The history between the two nations actually extends to the States' national anthem.
The words to The Star-Spangled Banner were written by a lawyer called Francis Scott Key following an American victory over the invading Royal Navy in the Battle of Baltimore in 1814, soon after the British had torched the White House.
The States' main soccer rivalry is with Mexico, but the prevalence of high-profile US players in the Premier League and a number of English players in an MLS (Major League Soccer) which has grown in popularity in recent years, ensures that in the men's game these days, it also has a bit of a derby feel.
Certainly when you canvass the opinions of those who represent the Stars and Stripes or those who know them well, who include Barnsley defender Tom Edwards.
England have played the States on 11 occasions, winning eight times.
But at World Cup's, it has not been so straightforward, far from it.
The US are unbeaten in two previous meetings - recording a stunning 1-0 win in the Brazilian city of Belo Horizonte in 1950 and pegging the English back in a 1-1 draw in Rustenburg in South Africa’s North West Province sixty years later.
From his relatively recent time in the US with New York Red Bulls, where he spent two loan spells away with parent club Stoke City, Edwards has seen enough to acknowledge they are desperate to turn over England in the latest meeting on Friday night with the American contingent including Leeds United duo Tyler Adams and Brenden Aaronson.
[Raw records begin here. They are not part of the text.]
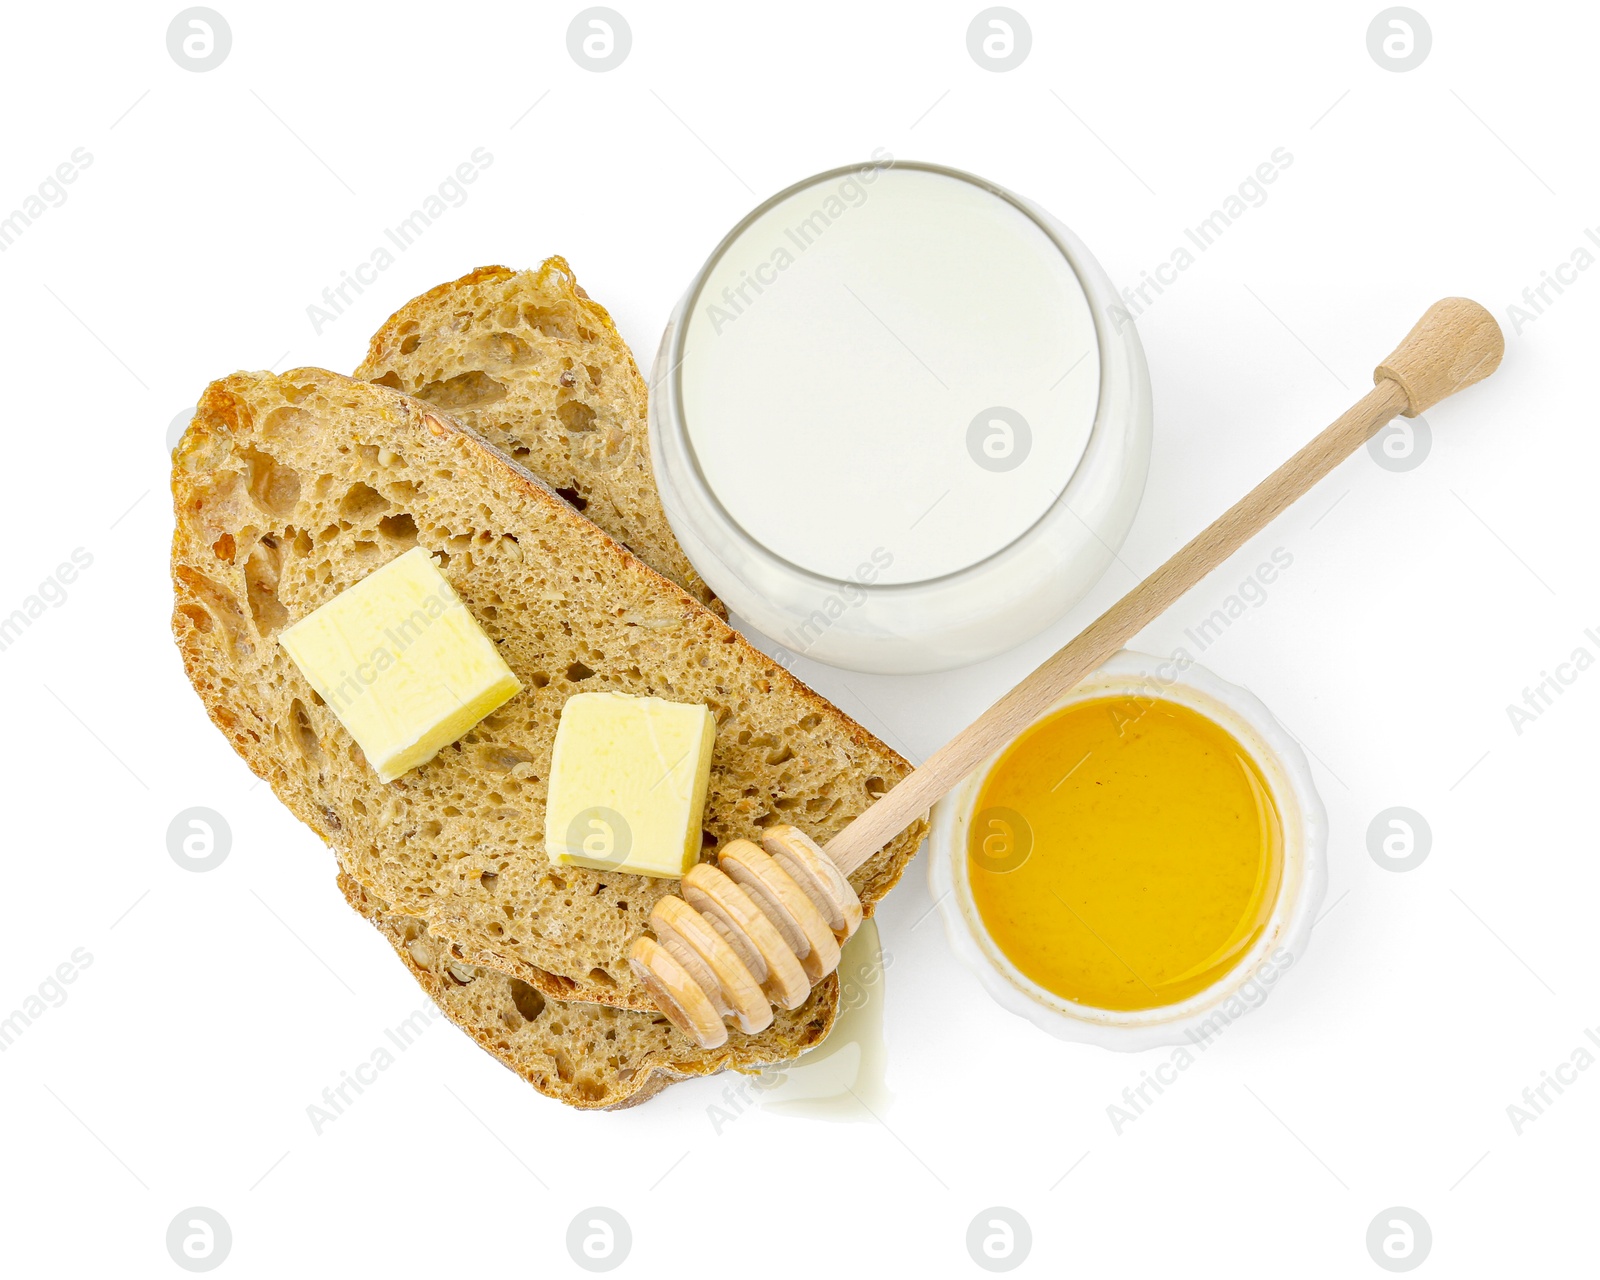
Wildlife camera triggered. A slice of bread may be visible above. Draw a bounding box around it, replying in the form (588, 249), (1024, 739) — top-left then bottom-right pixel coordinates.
(338, 873), (835, 1109)
(171, 368), (924, 1011)
(355, 260), (722, 616)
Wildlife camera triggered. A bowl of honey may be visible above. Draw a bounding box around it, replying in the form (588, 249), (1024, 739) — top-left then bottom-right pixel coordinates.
(929, 651), (1327, 1049)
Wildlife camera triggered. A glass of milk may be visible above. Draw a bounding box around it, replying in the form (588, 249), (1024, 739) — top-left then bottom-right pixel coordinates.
(650, 159), (1151, 674)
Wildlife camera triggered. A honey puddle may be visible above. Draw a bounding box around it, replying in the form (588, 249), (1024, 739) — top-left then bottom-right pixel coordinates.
(968, 695), (1283, 1011)
(757, 918), (889, 1119)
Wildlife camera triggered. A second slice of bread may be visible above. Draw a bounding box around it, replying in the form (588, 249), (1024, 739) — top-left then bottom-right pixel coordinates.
(172, 368), (924, 1011)
(356, 259), (722, 615)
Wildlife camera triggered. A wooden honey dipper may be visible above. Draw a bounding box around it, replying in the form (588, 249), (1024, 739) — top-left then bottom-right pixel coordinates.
(630, 298), (1504, 1048)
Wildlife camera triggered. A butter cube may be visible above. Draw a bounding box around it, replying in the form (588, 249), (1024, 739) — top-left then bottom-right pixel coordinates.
(544, 691), (716, 878)
(278, 547), (522, 783)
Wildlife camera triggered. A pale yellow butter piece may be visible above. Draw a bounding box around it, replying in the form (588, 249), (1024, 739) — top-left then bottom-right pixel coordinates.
(544, 691), (717, 878)
(278, 546), (522, 783)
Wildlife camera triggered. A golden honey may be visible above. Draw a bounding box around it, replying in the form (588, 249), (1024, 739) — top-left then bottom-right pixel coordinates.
(968, 695), (1282, 1011)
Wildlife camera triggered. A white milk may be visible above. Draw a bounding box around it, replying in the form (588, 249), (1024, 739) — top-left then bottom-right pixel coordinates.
(678, 165), (1099, 585)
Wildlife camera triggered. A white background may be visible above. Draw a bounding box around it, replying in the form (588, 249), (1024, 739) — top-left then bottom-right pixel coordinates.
(1, 0), (1594, 1274)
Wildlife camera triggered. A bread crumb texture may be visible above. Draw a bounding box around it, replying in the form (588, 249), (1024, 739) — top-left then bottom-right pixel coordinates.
(340, 873), (837, 1110)
(170, 368), (925, 1011)
(355, 259), (723, 615)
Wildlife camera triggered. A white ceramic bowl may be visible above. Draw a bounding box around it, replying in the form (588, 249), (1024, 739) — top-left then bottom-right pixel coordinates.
(929, 651), (1328, 1050)
(649, 160), (1152, 675)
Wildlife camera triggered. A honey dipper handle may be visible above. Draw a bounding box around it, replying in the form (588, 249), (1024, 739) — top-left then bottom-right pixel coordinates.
(824, 299), (1504, 877)
(1374, 297), (1505, 417)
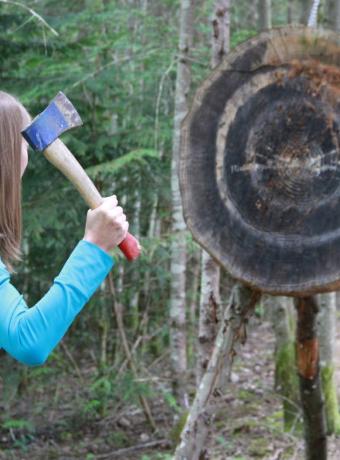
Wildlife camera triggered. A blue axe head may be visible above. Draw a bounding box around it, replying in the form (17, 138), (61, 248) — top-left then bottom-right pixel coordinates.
(22, 92), (83, 151)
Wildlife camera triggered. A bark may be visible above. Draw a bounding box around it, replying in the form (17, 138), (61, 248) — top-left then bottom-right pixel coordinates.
(300, 0), (314, 25)
(170, 0), (194, 406)
(317, 293), (340, 434)
(197, 251), (221, 385)
(197, 0), (230, 389)
(270, 297), (300, 431)
(287, 0), (294, 24)
(211, 0), (230, 68)
(325, 0), (340, 31)
(258, 0), (272, 30)
(294, 297), (327, 460)
(187, 246), (201, 367)
(245, 0), (259, 30)
(130, 176), (141, 332)
(175, 285), (261, 460)
(336, 291), (340, 309)
(307, 0), (321, 27)
(188, 248), (201, 328)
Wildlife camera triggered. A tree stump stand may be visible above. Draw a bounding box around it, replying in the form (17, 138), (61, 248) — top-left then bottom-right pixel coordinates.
(180, 26), (340, 460)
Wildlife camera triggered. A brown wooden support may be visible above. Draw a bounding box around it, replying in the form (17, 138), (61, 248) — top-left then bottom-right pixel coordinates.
(294, 296), (327, 460)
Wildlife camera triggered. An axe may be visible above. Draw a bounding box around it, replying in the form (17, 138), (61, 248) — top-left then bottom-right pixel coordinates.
(22, 92), (140, 261)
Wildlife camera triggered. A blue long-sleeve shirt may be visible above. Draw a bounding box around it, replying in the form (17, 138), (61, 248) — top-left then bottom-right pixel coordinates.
(0, 239), (114, 366)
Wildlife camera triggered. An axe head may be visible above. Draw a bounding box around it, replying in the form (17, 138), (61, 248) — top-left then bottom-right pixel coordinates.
(22, 92), (83, 151)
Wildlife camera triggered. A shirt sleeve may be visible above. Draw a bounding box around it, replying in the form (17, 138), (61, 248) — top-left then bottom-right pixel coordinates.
(0, 239), (114, 366)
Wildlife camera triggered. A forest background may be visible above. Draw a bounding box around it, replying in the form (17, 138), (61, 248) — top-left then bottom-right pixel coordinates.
(0, 1), (339, 459)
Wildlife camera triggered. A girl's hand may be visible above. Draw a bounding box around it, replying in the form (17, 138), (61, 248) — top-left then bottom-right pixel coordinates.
(83, 195), (129, 253)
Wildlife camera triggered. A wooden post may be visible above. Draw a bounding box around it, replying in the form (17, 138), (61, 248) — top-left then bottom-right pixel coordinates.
(294, 296), (327, 460)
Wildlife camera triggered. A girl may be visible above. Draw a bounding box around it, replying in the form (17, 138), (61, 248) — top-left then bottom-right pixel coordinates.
(0, 91), (128, 366)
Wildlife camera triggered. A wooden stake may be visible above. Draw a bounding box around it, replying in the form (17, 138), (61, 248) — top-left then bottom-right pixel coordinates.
(294, 296), (327, 460)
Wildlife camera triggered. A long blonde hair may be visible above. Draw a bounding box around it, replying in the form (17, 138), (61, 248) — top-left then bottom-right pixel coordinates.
(0, 91), (31, 274)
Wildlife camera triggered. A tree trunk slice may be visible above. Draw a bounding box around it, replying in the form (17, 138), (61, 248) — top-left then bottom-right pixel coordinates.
(180, 26), (340, 296)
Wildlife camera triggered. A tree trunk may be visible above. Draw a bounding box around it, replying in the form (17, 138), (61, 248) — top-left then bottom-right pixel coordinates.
(317, 293), (340, 434)
(130, 175), (141, 332)
(300, 0), (314, 25)
(170, 0), (194, 406)
(197, 251), (220, 385)
(187, 245), (201, 368)
(294, 296), (327, 460)
(287, 0), (294, 24)
(175, 285), (261, 460)
(211, 0), (230, 68)
(258, 0), (272, 30)
(336, 291), (340, 309)
(270, 296), (300, 431)
(197, 0), (230, 389)
(325, 0), (340, 32)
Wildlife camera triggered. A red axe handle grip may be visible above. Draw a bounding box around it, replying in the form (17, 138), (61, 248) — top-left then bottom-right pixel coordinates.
(118, 233), (140, 261)
(43, 139), (141, 261)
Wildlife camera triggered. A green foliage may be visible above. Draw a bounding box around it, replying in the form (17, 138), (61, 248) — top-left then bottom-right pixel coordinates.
(1, 418), (35, 450)
(2, 419), (34, 432)
(86, 455), (96, 460)
(231, 29), (258, 48)
(248, 438), (270, 457)
(82, 398), (103, 417)
(0, 0), (178, 379)
(162, 390), (182, 413)
(85, 149), (159, 180)
(81, 369), (152, 419)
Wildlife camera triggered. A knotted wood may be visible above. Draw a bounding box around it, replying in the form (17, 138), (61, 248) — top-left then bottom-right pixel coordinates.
(180, 26), (340, 296)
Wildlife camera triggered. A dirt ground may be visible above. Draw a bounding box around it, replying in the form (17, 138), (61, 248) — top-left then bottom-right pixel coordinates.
(1, 315), (340, 459)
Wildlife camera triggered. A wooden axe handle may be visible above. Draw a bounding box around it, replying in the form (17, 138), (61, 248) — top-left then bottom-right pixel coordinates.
(44, 138), (141, 261)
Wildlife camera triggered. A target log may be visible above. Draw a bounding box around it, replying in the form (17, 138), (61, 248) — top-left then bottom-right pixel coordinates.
(180, 26), (340, 296)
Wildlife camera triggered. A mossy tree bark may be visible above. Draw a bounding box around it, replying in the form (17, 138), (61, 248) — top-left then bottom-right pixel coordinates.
(317, 293), (340, 435)
(294, 296), (327, 460)
(270, 297), (300, 431)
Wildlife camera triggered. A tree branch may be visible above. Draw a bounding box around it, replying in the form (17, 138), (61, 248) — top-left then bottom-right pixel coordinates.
(0, 0), (58, 36)
(174, 284), (261, 460)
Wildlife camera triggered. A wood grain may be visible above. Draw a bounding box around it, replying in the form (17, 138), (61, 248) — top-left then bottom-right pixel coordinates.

The banter soon started to fly after the draw was made.
Edwards, whose Bulls team-mate Aaron Long is in the US squad, said: "They really do, I will be honest with you.
"There were maybe only three or four English lads in the changing room, but we always gave a bit of stick and that was always going to happen. It used to go back and forth.
"I think that is their main priority at the group stage - to try and get one over England.
"One hundred per cent, it feels like a derby. The English lads all talk about English football and they always talk about their side and we go back and forth on that as well.
"They want to try and prove a point and make sure it is called 'soccer.' It has never been called soccer, it's always been called football. Obviously I want England to win.
"Aaron was my captain at Red Bulls and I know Cameron Carter-Vickers as well and they are great lads.
"But when it comes to that day, I will not be supporting them.
" I'm sure I will be getting a few messages and stuff. I will save the messaging for after the game."
Gridiron, baseball, basketball and ice hockey are viewed as the sports which get Americans pulses racing more than others.
But the crowd numbers in the MLS provide numerical evidence that 'soccer' is not too far behind in a league whose profile is now as high as it's ever been.
It's also more respected these days and not viewed as the ‘retirement home’ for aging European stars as it once was.
For those who question its intensity, Edwards also has a clear message.
Edwards, who faced ex-Stoke team-mates Ryan Shawcross and Xherdan Shaqiri during his time in the US, continued: "It is an amazing experience for any player to go over there.
"I'd say to any young player that if they get the chance to go over there, do it and get a bit of experience with the stadiums you play in and cities you go to.
"It is growing and getting bigger and bigger and that was one of the main things that they told me when I first went over there.
"They said I'd watch it grow and I really did. I played in a game where there were 60,000 fans there.
"You go to all the different states and I went to one game and there was a bull made of hay which was set on fire in the middle of the road to stop us from getting into the stadium.
"They try and make it big over there and do it really well.
"There were half-time shows and at every stadium we played in, there was a massive turn-out and the atmosphere was a good level.
"It is very underrated. I went over and people were talking about it and stuff, but the standard is very high.
"I have known players come over there - especially the team I was at - and agree with me and say 'wow I wasn't expecting this, it's a bit of a shock to me.'
"I'd say to anyone 'don't underestimate that league', it's a high standard and growing."